Un’ indagine Istat lancia l’allarme sulla crescente fragilità economica degli italiani
Nella maggior parte dei casi, la richiesta di un prestito è il segnale di una condizione di fragilità, anche sociale, sia essa momentanea o permanente.
I risultati emersi dalla ‘prima indagine statistica campionaria sul fenomeno delle richieste di aiuto economico da parte dei cittadini realizzata dall’Istat, nell’ambito delle attività e delle priorità dell’Osservatorio nazionale contro l’usura, fanno dunque a loro volta scattare un preoccupante campanello d’allarme.
Nel 2023, il 23,1% degli italiani tra 18 e 74 anni, oltre 9 milioni e 761 mila persone, ha infatti chiesto un soccorso economico a familiari o amici, banche o società finanziarie.
Una percentuale che raddoppia, toccando il 47,6%, se si guarda solo a coloro che si sono dichiarati insoddisfatti della propria situazione economica.
L’Italia dei prestiti nel rapporto Istat
La percentuale più alta di chi chiede un aiuto economico, prosegue lo studio, si riscontra nella fascia 18-44 anni (28,5%), con le Isole (26,3%), come ripartizione geografica, e la Puglia (28,4%), come regione, al primo posto.
La quasi totalità di chi ha fatto domanda di prestito, il 96,5% del totale (pari a oltre 9,148 milioni di italiani), lo ha ottenuto.

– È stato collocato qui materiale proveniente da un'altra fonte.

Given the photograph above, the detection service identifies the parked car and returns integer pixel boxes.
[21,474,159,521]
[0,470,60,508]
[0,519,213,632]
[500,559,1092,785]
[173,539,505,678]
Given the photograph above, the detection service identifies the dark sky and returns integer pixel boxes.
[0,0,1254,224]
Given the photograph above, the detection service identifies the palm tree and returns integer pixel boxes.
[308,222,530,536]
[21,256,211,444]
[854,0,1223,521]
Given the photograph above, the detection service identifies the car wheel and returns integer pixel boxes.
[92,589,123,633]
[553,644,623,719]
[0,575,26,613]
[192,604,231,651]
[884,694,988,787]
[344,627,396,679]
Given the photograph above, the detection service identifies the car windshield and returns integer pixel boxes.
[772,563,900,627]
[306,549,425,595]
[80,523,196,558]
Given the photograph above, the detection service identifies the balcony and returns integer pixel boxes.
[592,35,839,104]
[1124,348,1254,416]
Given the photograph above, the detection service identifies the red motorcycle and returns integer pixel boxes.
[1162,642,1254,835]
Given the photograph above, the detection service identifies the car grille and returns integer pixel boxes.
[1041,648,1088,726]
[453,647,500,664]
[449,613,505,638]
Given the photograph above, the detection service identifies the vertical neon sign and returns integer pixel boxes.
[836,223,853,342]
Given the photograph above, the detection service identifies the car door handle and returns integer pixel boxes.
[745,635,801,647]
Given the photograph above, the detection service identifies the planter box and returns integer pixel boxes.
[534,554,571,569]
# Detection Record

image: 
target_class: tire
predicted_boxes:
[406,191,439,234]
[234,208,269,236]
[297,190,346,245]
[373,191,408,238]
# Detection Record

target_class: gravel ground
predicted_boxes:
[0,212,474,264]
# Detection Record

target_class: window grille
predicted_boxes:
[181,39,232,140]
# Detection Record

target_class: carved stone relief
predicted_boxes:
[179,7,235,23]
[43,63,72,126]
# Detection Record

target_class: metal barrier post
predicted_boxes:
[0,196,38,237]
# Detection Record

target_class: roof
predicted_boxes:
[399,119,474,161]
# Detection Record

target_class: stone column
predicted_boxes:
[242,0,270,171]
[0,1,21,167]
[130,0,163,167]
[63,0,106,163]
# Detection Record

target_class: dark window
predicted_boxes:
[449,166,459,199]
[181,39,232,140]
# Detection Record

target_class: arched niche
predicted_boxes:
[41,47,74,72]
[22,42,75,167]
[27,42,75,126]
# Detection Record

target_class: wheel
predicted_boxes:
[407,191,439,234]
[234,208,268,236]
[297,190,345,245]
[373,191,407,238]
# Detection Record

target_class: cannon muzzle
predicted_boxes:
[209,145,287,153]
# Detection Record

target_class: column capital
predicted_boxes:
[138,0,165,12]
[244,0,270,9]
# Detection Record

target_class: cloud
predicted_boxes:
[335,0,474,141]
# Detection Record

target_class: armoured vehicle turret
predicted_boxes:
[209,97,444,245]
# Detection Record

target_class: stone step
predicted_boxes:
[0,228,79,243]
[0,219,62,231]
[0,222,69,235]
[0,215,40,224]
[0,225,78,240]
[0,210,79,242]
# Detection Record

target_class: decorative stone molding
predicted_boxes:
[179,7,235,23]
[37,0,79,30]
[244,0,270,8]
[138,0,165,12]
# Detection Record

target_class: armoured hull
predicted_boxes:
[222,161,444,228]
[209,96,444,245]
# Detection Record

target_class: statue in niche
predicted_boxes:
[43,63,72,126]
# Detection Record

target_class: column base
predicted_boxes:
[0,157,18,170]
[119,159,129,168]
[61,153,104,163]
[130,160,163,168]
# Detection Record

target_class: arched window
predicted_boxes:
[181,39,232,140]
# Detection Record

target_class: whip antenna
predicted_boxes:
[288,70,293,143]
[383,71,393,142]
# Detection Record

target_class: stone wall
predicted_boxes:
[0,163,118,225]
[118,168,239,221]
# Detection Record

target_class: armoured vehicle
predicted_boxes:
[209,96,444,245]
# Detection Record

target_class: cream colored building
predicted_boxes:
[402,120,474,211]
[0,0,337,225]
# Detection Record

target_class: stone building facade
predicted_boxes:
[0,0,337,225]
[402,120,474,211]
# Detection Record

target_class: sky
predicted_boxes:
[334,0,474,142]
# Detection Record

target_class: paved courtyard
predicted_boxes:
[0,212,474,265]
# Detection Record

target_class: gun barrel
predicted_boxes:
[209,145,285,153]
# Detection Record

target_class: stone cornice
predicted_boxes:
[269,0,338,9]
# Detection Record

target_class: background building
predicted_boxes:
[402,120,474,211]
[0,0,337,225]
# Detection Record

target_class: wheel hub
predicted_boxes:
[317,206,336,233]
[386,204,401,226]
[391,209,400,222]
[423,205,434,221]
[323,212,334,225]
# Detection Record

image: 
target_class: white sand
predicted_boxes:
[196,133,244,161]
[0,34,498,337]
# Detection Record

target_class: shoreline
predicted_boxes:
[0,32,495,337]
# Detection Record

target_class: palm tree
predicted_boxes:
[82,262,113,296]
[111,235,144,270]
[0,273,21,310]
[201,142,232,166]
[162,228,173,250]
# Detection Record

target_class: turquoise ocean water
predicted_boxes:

Risposte altamente positive sono arrivate da quasi tutte le categorie di soggetti interpellati, anche se la quota più alta di “sì” (97,3%) è quella dei familiari. Non è dunque un caso che, in caso di difficoltà, si punti prima di tutto all’ambito familiare: lo hanno fatto in 5,344 milioni, il 54,7% del totale, con un 31,4% che si è rivolto a una banca e il 22,7% a una società finanziaria.
Anche tra chi ha domandato aiuto a una banca, il 67,3% ha comunque avanzato una richiesta anche ai familiari. Che raramente applicano un tasso di interesse, dovuto invece dal 35,2% di chi chiede un prestito a un qualunque interlocutore (in questo caso, banche escluse). Inoltre, fa riflettere che l’8,5% dei cittadini abbia ricevuto proposte di aiuto economico senza averne fatto richiesta.
La crescita del Pil e le risorse delle famiglie
Nei giorni scorsi, l’Istat ha pubblicato anche le nuove stime dei conti economici territoriali.
Sempre con riferimento al 2023, il Pil è aumentato a livello nazionale del +0,7%, con una forbice tra il +1,5% del Mezzogiorno e il +0,3% del Centro.
Il Sud rimane però in coda, sotto i 24 mila euro annui, per Pil pro-capite, con il Nord-Ovest che invece guida con 44,7 mila euro.
In generale, comunque, la forbice tra Nord e Sud si è allargata su questo e su altri fronti. Per esempio, nella spesa per consumi finali delle famiglie per abitante, valutata a prezzi correnti, è stata pari a 21,2 mila euro, con valori più elevati anche in questo caso a Nord-Ovest (24,2 mila euro) e più bassi nel Mezzogiorno (16,7 mila euro).
Lo stesso discorso vale anche per il reddito disponibile delle famiglie consumatrici, che è cresciuto, a livello nazionale, del +4,9%, con un +5,7% a Nord-Ovest, un +5,1% a Nord-Est (con la Provincia di Bolzano, al +6% per 29,7 mila euro, e il Veneto, con +5,8%, ai primi 2 posti assoluti in Italia), il +4,7% al Sud (Calabria ultima con 16,2 mila euro) e il +3,9% nelle regioni centrali.
L’inflazione a gennaio 2025
Le elaborazioni dell’Istat fanno riferimento ai dati di 2 anni fa, ma l’Istituto continua a pubblicare mensilmente le cifre sull’andamento dell’indice nazionale dei prezzi al consumo. E, nelle stime dell’ultimo bollettino, relativo a gennaio 2025, l’inflazione ha frenato l’aumento dal +1,3% di dicembre, ma aggiungendo un ulteriore +0,6% su base mensile e toccando il +1,5% su base annua.
L’andamento, spiega l’Istat, si lega soprattutto all’“esaurirsi delle spinte deflazionistiche dei prezzi degli energetici a seguito della marcata accelerazione dei prezzi della componente regolamentata”, e al “permanere di tensioni sui prezzi degli alimentari lavorati, i cui effetti si manifestano anche sul cosiddetto “carrello della spesa”.
L’inflazione di fondo, in ogni caso, resta stabile a +1,8%.